Mesure à deux temps, main gauche marquant vigoureusement les pas réguliers de la marche, nombreuses syncopes accentuées conduisant par un incisif et bref crescendo à un brutal sff. Plus cakewalk, tu meurs !
En outre, les facéties du cakewalk sont là : main gauche jouant à saute-mouton par-dessus la main droite, notes piquées, demi-soupirs déchirant la musique, appogiatures en petites notes, nuances
contrastées : tout cela pour faire sourire l'interprète juvénile et l'auditeur sans préjugés. Survient la citation du Tristan et Isolde de Wagner (1865). Surprise, interrogations, mystère...
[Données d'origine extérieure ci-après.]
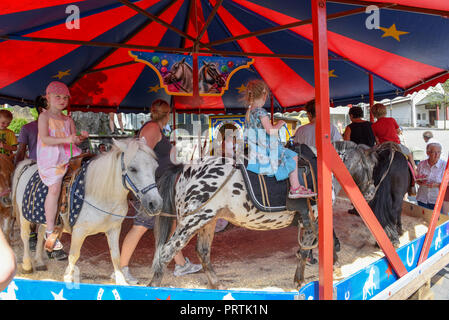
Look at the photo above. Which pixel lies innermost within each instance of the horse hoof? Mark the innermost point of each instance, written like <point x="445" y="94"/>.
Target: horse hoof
<point x="58" y="255"/>
<point x="41" y="268"/>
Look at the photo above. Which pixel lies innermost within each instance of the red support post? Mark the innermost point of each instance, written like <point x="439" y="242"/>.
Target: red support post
<point x="323" y="143"/>
<point x="343" y="176"/>
<point x="371" y="98"/>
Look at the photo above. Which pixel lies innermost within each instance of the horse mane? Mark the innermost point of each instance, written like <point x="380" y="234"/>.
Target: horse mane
<point x="103" y="177"/>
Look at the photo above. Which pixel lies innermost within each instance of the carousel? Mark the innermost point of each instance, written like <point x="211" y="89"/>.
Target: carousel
<point x="198" y="55"/>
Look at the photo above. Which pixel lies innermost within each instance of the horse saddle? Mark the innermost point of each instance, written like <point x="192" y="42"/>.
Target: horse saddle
<point x="270" y="195"/>
<point x="70" y="200"/>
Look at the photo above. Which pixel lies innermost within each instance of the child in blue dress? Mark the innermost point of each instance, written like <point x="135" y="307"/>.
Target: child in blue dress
<point x="267" y="156"/>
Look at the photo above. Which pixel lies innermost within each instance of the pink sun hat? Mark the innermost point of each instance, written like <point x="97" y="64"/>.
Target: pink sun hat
<point x="57" y="87"/>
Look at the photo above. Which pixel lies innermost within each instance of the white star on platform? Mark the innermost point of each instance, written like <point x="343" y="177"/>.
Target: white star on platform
<point x="59" y="296"/>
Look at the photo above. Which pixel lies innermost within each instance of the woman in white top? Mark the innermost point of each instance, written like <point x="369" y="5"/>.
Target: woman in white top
<point x="306" y="134"/>
<point x="429" y="176"/>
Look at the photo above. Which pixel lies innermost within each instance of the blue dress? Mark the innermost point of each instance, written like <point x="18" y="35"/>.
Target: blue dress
<point x="267" y="155"/>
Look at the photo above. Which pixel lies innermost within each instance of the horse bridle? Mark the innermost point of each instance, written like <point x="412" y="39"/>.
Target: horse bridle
<point x="126" y="180"/>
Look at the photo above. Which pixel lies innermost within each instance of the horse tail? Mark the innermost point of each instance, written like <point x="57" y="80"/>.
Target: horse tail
<point x="162" y="227"/>
<point x="382" y="203"/>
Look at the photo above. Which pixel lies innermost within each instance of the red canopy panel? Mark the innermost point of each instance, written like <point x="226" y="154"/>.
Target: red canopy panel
<point x="92" y="27"/>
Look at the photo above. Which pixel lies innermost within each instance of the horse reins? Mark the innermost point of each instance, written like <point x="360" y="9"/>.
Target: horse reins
<point x="137" y="193"/>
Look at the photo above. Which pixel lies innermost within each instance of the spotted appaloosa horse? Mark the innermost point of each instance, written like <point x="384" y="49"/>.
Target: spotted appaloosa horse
<point x="181" y="76"/>
<point x="211" y="189"/>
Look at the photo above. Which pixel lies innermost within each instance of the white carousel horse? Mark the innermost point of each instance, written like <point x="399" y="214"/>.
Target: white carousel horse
<point x="129" y="166"/>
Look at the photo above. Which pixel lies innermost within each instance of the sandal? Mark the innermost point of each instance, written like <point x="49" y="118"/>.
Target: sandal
<point x="52" y="242"/>
<point x="300" y="192"/>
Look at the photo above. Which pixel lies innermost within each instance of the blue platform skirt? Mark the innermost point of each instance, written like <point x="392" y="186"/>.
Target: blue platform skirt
<point x="276" y="162"/>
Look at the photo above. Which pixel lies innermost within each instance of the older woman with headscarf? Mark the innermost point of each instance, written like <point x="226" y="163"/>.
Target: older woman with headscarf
<point x="429" y="176"/>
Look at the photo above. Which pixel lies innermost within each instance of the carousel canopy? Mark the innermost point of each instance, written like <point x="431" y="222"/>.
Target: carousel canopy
<point x="92" y="46"/>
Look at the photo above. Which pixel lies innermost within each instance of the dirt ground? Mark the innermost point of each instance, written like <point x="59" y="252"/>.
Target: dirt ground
<point x="243" y="259"/>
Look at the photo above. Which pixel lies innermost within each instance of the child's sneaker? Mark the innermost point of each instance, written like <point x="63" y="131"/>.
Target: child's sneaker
<point x="128" y="276"/>
<point x="300" y="192"/>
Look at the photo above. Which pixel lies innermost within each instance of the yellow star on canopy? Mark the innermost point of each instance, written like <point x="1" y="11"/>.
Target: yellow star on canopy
<point x="241" y="88"/>
<point x="392" y="32"/>
<point x="154" y="88"/>
<point x="332" y="74"/>
<point x="62" y="74"/>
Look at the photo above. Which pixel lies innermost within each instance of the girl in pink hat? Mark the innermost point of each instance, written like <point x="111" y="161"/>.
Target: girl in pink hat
<point x="56" y="136"/>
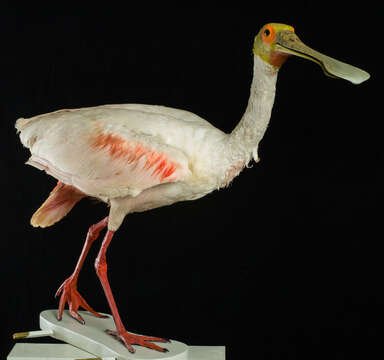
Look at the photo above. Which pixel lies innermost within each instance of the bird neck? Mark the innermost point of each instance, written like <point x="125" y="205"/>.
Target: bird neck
<point x="245" y="138"/>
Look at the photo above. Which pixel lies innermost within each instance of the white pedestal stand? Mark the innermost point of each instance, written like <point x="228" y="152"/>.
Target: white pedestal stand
<point x="91" y="342"/>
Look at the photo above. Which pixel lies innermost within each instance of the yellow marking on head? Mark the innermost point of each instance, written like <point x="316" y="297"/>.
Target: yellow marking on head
<point x="265" y="41"/>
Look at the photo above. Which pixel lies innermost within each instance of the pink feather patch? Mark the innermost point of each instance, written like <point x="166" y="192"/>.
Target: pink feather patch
<point x="132" y="152"/>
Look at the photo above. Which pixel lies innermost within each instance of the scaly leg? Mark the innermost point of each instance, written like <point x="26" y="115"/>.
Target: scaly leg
<point x="127" y="338"/>
<point x="68" y="289"/>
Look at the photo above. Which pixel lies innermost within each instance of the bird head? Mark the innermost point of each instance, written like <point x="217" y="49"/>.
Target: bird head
<point x="276" y="42"/>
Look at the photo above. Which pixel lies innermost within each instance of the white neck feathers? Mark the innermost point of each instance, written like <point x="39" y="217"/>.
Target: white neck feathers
<point x="244" y="139"/>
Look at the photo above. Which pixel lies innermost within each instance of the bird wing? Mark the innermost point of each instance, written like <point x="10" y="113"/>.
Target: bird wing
<point x="107" y="151"/>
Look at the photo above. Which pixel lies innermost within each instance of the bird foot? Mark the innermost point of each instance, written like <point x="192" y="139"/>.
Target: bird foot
<point x="129" y="339"/>
<point x="70" y="295"/>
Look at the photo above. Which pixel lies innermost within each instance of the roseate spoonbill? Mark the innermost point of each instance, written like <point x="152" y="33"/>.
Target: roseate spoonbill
<point x="139" y="157"/>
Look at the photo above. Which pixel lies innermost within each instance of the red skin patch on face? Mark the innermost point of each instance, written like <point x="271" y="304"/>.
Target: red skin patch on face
<point x="277" y="58"/>
<point x="117" y="147"/>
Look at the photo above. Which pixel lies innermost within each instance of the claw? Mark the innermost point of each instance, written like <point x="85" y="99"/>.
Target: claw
<point x="131" y="339"/>
<point x="70" y="295"/>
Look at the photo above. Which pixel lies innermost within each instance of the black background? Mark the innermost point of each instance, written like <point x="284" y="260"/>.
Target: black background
<point x="284" y="264"/>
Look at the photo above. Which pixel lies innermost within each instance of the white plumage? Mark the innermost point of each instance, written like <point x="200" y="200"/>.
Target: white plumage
<point x="139" y="157"/>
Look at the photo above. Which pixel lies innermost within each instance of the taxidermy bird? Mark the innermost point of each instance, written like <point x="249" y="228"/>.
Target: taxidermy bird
<point x="140" y="157"/>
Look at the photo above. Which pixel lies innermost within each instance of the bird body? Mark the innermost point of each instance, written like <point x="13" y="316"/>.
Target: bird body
<point x="139" y="157"/>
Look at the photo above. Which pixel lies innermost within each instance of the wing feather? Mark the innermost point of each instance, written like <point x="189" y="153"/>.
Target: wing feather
<point x="103" y="153"/>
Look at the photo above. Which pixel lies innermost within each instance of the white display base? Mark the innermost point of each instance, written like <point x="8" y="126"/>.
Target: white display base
<point x="92" y="338"/>
<point x="25" y="351"/>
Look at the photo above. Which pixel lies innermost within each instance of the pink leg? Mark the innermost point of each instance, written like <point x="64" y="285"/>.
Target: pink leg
<point x="127" y="338"/>
<point x="68" y="289"/>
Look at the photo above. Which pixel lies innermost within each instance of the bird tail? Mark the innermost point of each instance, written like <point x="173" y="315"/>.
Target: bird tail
<point x="59" y="203"/>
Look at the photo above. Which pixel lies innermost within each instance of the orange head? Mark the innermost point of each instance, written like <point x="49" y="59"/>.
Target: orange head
<point x="275" y="42"/>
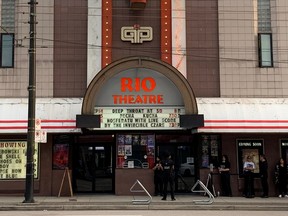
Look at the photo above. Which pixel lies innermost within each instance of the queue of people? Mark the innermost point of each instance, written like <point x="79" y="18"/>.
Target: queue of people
<point x="164" y="175"/>
<point x="280" y="176"/>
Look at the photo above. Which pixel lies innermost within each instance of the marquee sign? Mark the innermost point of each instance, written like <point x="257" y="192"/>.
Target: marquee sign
<point x="139" y="118"/>
<point x="136" y="34"/>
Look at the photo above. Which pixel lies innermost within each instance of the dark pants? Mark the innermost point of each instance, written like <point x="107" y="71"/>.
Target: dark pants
<point x="282" y="185"/>
<point x="225" y="184"/>
<point x="168" y="179"/>
<point x="249" y="184"/>
<point x="158" y="182"/>
<point x="264" y="183"/>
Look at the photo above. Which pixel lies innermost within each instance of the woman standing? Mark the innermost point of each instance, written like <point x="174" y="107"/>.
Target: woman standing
<point x="158" y="177"/>
<point x="224" y="170"/>
<point x="248" y="170"/>
<point x="281" y="175"/>
<point x="263" y="169"/>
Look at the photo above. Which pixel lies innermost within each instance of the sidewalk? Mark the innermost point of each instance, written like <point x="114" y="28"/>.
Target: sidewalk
<point x="113" y="202"/>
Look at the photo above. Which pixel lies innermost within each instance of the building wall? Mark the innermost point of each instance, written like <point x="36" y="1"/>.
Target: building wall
<point x="70" y="48"/>
<point x="202" y="47"/>
<point x="124" y="16"/>
<point x="14" y="81"/>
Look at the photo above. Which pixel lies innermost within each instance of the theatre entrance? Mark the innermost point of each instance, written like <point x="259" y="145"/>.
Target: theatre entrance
<point x="93" y="172"/>
<point x="184" y="156"/>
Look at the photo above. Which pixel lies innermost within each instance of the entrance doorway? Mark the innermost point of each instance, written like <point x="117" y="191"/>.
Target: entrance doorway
<point x="183" y="156"/>
<point x="93" y="171"/>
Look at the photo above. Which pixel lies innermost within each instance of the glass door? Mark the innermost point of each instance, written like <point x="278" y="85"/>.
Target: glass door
<point x="184" y="159"/>
<point x="93" y="171"/>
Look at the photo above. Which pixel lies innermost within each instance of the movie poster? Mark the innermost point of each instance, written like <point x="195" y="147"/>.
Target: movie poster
<point x="60" y="156"/>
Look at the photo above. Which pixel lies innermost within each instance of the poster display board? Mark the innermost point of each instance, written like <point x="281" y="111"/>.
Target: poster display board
<point x="252" y="148"/>
<point x="135" y="150"/>
<point x="13" y="160"/>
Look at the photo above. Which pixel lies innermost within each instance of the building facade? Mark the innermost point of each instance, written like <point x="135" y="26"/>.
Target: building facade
<point x="122" y="82"/>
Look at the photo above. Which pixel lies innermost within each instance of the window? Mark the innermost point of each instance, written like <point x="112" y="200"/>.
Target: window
<point x="265" y="50"/>
<point x="7" y="37"/>
<point x="252" y="148"/>
<point x="209" y="150"/>
<point x="7" y="50"/>
<point x="264" y="16"/>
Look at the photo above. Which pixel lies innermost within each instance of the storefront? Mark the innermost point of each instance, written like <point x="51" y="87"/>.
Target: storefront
<point x="148" y="108"/>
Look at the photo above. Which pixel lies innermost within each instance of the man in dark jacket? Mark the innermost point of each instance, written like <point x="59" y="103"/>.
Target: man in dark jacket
<point x="263" y="169"/>
<point x="168" y="176"/>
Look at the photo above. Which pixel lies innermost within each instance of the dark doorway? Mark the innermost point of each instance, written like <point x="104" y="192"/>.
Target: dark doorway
<point x="93" y="170"/>
<point x="183" y="155"/>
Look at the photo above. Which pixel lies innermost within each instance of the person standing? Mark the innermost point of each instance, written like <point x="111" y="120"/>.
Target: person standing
<point x="263" y="170"/>
<point x="248" y="170"/>
<point x="168" y="177"/>
<point x="224" y="170"/>
<point x="158" y="177"/>
<point x="281" y="175"/>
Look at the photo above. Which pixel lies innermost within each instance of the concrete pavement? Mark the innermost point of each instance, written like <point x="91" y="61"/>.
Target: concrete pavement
<point x="113" y="202"/>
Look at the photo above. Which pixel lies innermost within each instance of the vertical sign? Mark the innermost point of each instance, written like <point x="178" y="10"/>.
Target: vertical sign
<point x="13" y="160"/>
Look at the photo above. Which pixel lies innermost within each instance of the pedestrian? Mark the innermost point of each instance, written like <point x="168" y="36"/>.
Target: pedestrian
<point x="263" y="171"/>
<point x="224" y="170"/>
<point x="168" y="176"/>
<point x="158" y="177"/>
<point x="281" y="176"/>
<point x="248" y="170"/>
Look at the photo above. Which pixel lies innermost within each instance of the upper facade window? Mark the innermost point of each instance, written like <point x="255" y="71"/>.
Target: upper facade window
<point x="7" y="33"/>
<point x="264" y="16"/>
<point x="265" y="34"/>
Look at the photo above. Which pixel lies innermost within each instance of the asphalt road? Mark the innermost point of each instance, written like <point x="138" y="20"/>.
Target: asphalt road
<point x="143" y="213"/>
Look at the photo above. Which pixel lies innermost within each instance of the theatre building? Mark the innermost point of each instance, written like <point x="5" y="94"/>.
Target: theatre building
<point x="121" y="82"/>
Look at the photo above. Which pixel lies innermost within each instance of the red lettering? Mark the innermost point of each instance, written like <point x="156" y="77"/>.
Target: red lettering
<point x="148" y="84"/>
<point x="137" y="99"/>
<point x="144" y="85"/>
<point x="126" y="83"/>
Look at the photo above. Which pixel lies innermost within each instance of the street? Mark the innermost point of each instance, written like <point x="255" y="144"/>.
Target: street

Debussy note au-dessus de la première apparition de ce thème : p, avec une grande émotion. Changement total de registre en effet. Le saut de sixte des violoncelles wagnériens suivi de ses deux demi-tons descendants est là, avec la mélancolie douloureuse de leur mineur et de leur chromatisme (la et fa naturels chez Debussy, puis mi bécarre et mi bémol ; chez Wagner, la, fa, mi, ré dièse, puis ré bécarre si l'on veut bien prendre en compte l'accompagnement). Certes l'accord de Tristan n'est pas là, mais la noire pointée du thème suivie de sa croche est présente.